# Honda Mower



## jsouth (Jan 31, 2008)

Customer brought me this mower for repair.It will not start,I'm looking for a part # for a carb. kit.The info. on this mower is MTD Pro 5.5 H.P. 21" CUT HONDA 160CM3 GJAEA-2240277,is this a clone honda motor.Also looking for a parts list,found nothing on this mower.Please help.

Thanks,
Jerry


----------



## ossaguy (Dec 3, 2008)

Honda doesn't offer carb kits as such,but just every part separate.I wouldn't think the clone engine would have those numbers on it,the GJAEA-2240277 sounds pretty officially Honda to me.Is it a GCV,or a GXV series engine?

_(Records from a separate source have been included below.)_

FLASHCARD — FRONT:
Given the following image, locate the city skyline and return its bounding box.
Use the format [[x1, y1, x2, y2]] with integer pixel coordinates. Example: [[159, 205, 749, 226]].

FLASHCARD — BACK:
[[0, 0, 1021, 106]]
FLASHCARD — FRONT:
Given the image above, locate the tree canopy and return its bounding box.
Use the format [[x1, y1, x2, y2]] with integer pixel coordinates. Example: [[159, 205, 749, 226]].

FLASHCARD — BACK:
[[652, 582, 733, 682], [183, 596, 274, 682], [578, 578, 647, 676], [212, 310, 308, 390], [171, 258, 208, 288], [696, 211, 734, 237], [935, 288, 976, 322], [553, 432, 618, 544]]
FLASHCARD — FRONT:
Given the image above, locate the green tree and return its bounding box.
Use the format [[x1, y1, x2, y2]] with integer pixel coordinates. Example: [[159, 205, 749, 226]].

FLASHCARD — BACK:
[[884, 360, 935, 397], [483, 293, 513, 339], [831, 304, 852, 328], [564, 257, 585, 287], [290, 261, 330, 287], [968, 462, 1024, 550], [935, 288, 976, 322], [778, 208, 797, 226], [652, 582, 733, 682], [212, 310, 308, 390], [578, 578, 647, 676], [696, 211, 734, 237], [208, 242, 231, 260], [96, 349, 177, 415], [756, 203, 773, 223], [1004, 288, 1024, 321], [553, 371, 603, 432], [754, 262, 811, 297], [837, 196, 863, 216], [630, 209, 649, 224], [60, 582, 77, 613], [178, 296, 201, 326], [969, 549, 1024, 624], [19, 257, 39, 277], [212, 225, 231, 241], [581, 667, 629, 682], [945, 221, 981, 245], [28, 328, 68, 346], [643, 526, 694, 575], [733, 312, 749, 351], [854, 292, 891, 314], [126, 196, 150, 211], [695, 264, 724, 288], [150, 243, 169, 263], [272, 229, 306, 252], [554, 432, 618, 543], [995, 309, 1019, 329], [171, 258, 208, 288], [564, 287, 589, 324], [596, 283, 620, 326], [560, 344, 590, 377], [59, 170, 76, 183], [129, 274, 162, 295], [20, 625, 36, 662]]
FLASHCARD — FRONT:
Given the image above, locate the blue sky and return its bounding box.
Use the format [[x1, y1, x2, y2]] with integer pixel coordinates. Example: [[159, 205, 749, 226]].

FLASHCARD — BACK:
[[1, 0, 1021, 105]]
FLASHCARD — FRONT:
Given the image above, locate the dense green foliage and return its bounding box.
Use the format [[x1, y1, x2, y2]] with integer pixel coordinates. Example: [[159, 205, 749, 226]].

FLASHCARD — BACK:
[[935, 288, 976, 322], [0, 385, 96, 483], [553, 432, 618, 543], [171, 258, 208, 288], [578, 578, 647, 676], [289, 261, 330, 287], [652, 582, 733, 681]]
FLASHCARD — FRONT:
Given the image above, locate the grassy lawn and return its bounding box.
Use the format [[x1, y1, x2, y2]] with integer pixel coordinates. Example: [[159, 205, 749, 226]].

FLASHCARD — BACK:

Some of the GCV carbs cost only around $15.00 to $30.00,so at our shop f it's really gunked,it doesn't pay to do an overhaul on it and we just replace it,with labor rates so high.
Steve


----------



## 30yearTech (Sep 14, 2006)

jsouth said:


> Customer brought me this mower for repair.It will not start,I'm looking for a part # for a carb. kit.The info. on this mower is MTD Pro 5.5 H.P. 21" CUT HONDA 160CM3 GJAEA-2240277,is this a clone honda motor.Also looking for a parts list,found nothing on this mower.Please help.
> 
> Thanks,
> Jerry


If it's an MTD with a clone engine, you can find a parts breakdown for the engine at their site.


----------



## jsouth (Jan 31, 2008)

Thanks guys,I will give it a another look on the MTD web site.

Jerry


----------



## jsouth (Jan 31, 2008)

Update,Took the carb off and clean the carb. with carb. spray,find the main jet stop up,put it all back together,and the mower runs great.Still was unable to bring anything up about this mower,on the MTD web site.Thanks again.

Jerry


----------